How Children Succeed by Paul Tough confirms what many of us educators and parents have long known, that intelligence alone and even first-rate teaching are insufficient for success in school and in life. The author documents how childhood trauma, poverty, and extreme stress can have a lifelong, adverse effect on self-control, motivation, ability to succeed, and future health and happiness. Tough persuasively argues that the hope in beating the odds for many children relies on schools and families who foster and teach character development—such traits as resilience, self-control, optimism, curiosity, grit, ability to deal well with failure, and an ability to delay immediate gratification for long-term goals. He cites many actions we adults can take to make it more likely that our children succeed.
Commentary: The Pleasure of Reading Several Books at the Same Time
Years ago, I recall telling students they needed to finish one book before they could begin another. Yet that’s not what I do as a reader. In the past month, I’ve had three books going simultaneously and I’ve read each one for different purposes, at different parts of the day, and in different places.

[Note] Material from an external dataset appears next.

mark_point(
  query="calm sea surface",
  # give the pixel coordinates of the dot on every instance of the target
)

By my bedside for light reading before going to sleep, I’ve been reading A Homemade Life by Molly Wizenberg who lives in my hometown Seattle. It’s a delightful food memoir that’s charmingly written and filled with captivating stories about family and food and dozens of mouth-watering recipes, some of which I’m about to try.
During the days and early evenings, as time has permitted, I’ve alternated between two books: How Children Succeed by Paul Tough and Just Write! Here’s How by Walter Dean Myers. How Children Succeed takes full concentration as it’s packed with research and facts although it too is easy to read because the text is so engaging and the true stories about the importance of grit, character, and perseverance are so interesting. I’ve been reading that book in a comfortable chair in my home office and underlining significant statements and research and writing notes to myself in the margins.
When I’ve had just a small amount of time and am not in a deep concentration mode, I have picked up Just Write! which I highly recommend for middle school teachers and students. Walter Dean Myers’ confession that he can’t begin writing a new book before he has a well-developed plan helped me focus my own writing on an upcoming book.
All of this is to say, we need to allow the same freedom of multiple choices we give ourselves to our students. I finished all three texts in a few weeks in large part because I chose the text that best suited me for my available time, mood, purpose, and attentiveness as a reader.